These companies are forthright about their lying ways.
By Marissa Conrad|
Alibi Network Our first call to this company is appropriately mysterious; we’re patched through to a woman who sounds like a dead ringer for a Russian spy. “Vello? Vis is Alibi Network.” The service, launched in 2005 in Buffalo Grove, will do pretty much anything you need to aid and abet a lie. Attending a “conference” in the Caribbean? Alibi will deliver false paperwork to your boss. A weekend “fishing trip”? They’ll send faux college buds to your door, poles in hand. Starts at $35, alibinetwork.net.
Rent a Date It’s pageantry worthy of the movies: Pay a dashing Don or Debbie to pose as your significant other—no s-e-x attached. “I’m a Christian guy and I just refused to be a pimp,” says Steve Braem, founder of the Glen Ellyn–based company. The service, going strong since 1999, presents a photo database of about 100 background-checked “escorts”—currently, ages 21 to 62—who’ll play along with any back story, provided you stay in public in the Chicago area. One of Braem’s top tales is about a newbie newscaster who paid fake fans to flock to his table while out with station bosses. More common: hiring a wedding date. Starts at $190 for two hours, rentadate.com.
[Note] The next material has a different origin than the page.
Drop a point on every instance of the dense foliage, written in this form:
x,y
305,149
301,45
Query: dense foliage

The Reference Store Résumé fudging is a fine line. Miles beyond that, there’s this nine-month-old biz that, so far, has waded through ethically troubled waters to help 64 people score jobs in Chicago. From its Wyoming headquarters, TRS creates phony former employers, complete with websites and local phone numbers, for job seekers worldwide. The first Chicago client: A man dishonorably discharged from the Army found work as a personal trainer in 17 days. “We believe that everyone deserves a second chance,” says operations manager David Everett. “Is Robin Hood a criminal? It depends on who you ask.” If you’re asking the personal trainer who didn’t get the gig, we’d back up a few steps. Starts at $44.95, plus $19.95 a month, thereferencestore.com.